The garage's location near a fire station raised additional concerns that increased traffic could impede fire trucks and ambulances during emergencies.
The Arrests
In February 2026, the fight escalated. Three activists were arrested after refusing to leave the construction site. They had stood on-site for over an hour before police removed them.
Approximately two dozen members of Philly Thrive and the No CHOP Garage Coalition rallied at the site that day, calling on CHOP to cancel the project and build a community center or clinic instead.
CHOP's Response
Throughout the opposition, CHOP maintained that the garage was necessary to support "increasing patient care capacity" and to provide "long-term, reliable" parking for staff. CHOP spokesperson Dan Alt emphasized that the hospital had held 20+ community meetings.
In response to criticism, CHOP modified the design to include:
- A ground-floor community health space
- Greenery and public art
- Improved pedestrian features
- Five-year grant funding for local nonprofits
- Exploration of electric or natural gas shuttles
The community benefits package included $10,000 for neighborhood organizations and $100,000 for Finnegan Playground.
Critics called these concessions insufficient. One commentator described the payments as "little more than a rounding error."
The Institutional Pattern
Philadelphia has seen this before. Beginning in the mid-20th century, the city's major institutions consolidated power in West Philadelphia through urban renewal. Public hospitals were closed or absorbed, and institutional campuses expanded into surrounding neighborhoods. Philadelphia General Hospital, which served the city's poorest residents, was shuttered in 1977 after years of disinvestment. Penn and CHOP acquired the nearby Civic Center properties and built clinical and research facilities on the cleared land.
Critics argue CHOP is now extending that pattern across the river, exporting its parking problem into a vulnerable neighborhood. Inga Saffron of the Inquirer wrote that Grays Ferry has "long been treated as a dumping ground for undesirable land uses."
Graduate planning student Kamau Louis drew a parallel to Penn's expansion, which pushed many Black residents out of West Philadelphia: same institutional playbook, different decade.
The intersection at 34th Street and Grays Ferry Avenue has seen multiple serious traffic incidents, including pedestrian fatalities. Community advocate Kyle Shenandoah was killed by a car at that intersection in August 2019. The additional traffic from 1,000 daily vehicles and shuttle buses would compound existing dangers.

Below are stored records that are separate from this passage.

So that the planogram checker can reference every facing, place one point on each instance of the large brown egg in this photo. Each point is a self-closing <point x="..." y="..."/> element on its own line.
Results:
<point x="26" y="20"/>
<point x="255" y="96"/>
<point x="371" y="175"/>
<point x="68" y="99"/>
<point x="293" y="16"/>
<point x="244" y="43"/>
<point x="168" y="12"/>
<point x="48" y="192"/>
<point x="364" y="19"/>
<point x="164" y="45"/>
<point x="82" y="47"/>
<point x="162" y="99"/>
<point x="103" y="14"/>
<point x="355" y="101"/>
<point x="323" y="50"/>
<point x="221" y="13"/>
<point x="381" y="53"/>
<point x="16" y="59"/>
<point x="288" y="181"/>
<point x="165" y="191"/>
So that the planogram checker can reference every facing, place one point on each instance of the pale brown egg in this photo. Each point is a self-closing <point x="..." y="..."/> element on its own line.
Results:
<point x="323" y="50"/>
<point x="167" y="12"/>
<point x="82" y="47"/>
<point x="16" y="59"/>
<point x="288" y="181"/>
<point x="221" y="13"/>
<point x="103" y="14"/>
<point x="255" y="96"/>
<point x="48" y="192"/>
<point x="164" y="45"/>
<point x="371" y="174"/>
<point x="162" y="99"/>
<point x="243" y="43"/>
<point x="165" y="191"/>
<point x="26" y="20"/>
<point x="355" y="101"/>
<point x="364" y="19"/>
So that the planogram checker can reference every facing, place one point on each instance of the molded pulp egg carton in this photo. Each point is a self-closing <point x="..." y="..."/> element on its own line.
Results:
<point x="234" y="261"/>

"CHOP is an illustrious institution that brings in millions of dollars of economic activity for the City of Philadelphia, but that doesn't give it the right to push around a neighborhood."
Kamau Louis, Graduate Student in City Planning, University of Pennsylvania
Then It Collapsed
On April 8, 2026, less than two months after activists were arrested trying to stop construction, the garage fell. Three ironworkers died.
At a community vigil on Thursday, O Payne, healing justice coordinator at Philly Thrive, spoke carefully: "It's been said many times that we come together because we care. That's why we're here... We care about the community, we care about the workers and we care about the children."
Coalition leaders emphasized that they never wished harm on the workers. Their fight was with the institution that put those workers there.